HONG Lu, LI Yueming, SHEN Zongyang, WANG Zhumei, HONG Yan HONG Qian
(School of Materials Science and Engineering, Jingdezhen Ceramic Institute; Key Laboratory of Functional Ceramic Materials of
China Light Industry; Jingdezhen 333403, Jiangxi, China)
Abstract: 0.96 (KxNa1-xNbO3)-0.04Bi0.5Na0.5ZrO3(0.96KxN1-xN-0.04BNZ, x =0.48, 0.49, 0.50, 0.51, 0.52) ceramics were prepared by conventional solid state reaction method. The crystal structure, micromorphology and electrical properties of 0.96KxN1-xN-0.04BNZ piezoceramics were systemically investigated. The results indicated that all the samples have a pure perovskite structure, and a morphortropic phase boundary (MPB) region with the coexistence of orthorhombic and tetragonal phases can be found in the composition x range of 0.5-0.51. The bulk density of the sample first increases and then decreases with the firing temperature increasing. The highest density was achieved at 1120℃ for 3 h, the bulk density of the sample first increases and then decreases with the content of K increasing, the bulk density reaches the maximum (ρ=4.56 g/cm3) at x = 0.5. The piezoelectric constant d33, electromechanical coupling factor kp and the dielectric constant εr of the samples first increases and then decreases with the increasing of x content, while the mechanical quality factor Qm and dielectric loss tanδof the ceramics show opposite trend.
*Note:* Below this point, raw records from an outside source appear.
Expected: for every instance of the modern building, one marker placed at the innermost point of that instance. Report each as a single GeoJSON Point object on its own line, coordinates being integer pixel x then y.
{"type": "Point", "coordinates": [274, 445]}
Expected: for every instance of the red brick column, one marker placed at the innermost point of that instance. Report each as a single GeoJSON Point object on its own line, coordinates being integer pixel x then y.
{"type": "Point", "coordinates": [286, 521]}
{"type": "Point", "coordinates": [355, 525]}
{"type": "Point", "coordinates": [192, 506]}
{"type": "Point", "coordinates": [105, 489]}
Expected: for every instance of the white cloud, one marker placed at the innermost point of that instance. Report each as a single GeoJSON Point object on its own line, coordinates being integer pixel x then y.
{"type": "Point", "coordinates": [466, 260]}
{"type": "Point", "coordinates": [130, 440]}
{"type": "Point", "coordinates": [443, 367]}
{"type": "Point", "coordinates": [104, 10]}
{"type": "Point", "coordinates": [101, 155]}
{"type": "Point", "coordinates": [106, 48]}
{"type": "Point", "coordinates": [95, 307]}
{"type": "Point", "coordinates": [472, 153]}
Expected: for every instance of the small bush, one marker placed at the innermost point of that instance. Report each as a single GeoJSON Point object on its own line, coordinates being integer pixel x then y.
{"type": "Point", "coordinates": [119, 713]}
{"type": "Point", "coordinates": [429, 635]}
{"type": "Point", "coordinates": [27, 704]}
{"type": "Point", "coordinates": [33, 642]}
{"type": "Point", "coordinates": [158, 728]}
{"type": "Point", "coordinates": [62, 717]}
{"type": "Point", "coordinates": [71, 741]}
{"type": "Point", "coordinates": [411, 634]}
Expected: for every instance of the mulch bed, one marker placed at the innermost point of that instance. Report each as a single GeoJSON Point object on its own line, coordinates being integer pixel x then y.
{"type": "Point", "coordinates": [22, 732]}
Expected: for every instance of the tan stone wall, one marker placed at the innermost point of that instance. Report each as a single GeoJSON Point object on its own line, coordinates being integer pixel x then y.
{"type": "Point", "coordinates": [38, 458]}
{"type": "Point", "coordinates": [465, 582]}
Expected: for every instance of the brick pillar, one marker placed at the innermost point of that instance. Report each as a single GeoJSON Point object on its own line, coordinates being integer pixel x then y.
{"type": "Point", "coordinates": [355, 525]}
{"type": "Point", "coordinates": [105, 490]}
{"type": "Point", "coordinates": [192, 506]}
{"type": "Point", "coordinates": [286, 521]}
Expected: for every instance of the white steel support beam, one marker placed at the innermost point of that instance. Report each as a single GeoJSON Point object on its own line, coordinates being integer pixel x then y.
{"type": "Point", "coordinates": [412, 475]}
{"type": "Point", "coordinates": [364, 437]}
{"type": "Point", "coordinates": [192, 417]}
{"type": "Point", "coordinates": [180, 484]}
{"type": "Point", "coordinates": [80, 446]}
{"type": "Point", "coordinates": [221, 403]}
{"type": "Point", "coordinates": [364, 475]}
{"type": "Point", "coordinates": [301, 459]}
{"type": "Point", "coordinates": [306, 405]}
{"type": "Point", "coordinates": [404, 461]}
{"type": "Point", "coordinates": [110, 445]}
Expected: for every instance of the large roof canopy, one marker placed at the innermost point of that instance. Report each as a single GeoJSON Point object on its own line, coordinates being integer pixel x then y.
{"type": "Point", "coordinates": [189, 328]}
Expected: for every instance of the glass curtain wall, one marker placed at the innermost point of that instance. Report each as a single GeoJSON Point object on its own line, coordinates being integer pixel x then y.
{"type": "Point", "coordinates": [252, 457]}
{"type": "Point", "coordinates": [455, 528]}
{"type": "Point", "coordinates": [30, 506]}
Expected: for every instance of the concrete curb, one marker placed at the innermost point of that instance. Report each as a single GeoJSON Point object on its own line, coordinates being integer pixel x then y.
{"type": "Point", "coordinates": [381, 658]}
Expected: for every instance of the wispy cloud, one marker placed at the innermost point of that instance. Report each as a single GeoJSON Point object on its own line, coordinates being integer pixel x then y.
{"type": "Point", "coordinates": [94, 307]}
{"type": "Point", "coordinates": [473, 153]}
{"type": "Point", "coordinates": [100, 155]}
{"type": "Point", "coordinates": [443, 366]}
The optimized piezoelectric properties can be obtained for the ceramics with x = 0.50 composition as follows: d33=305 pC/N, kp=36.8%, Qm = 49, εr = 1390, tanδ = 3.2% and Curie temperature TC = 320 ℃.
Key words: Potassium sodium niobate; Lead-free piezoelectric ceramics; Bismuth sodium zirconate; piezoelectric properties;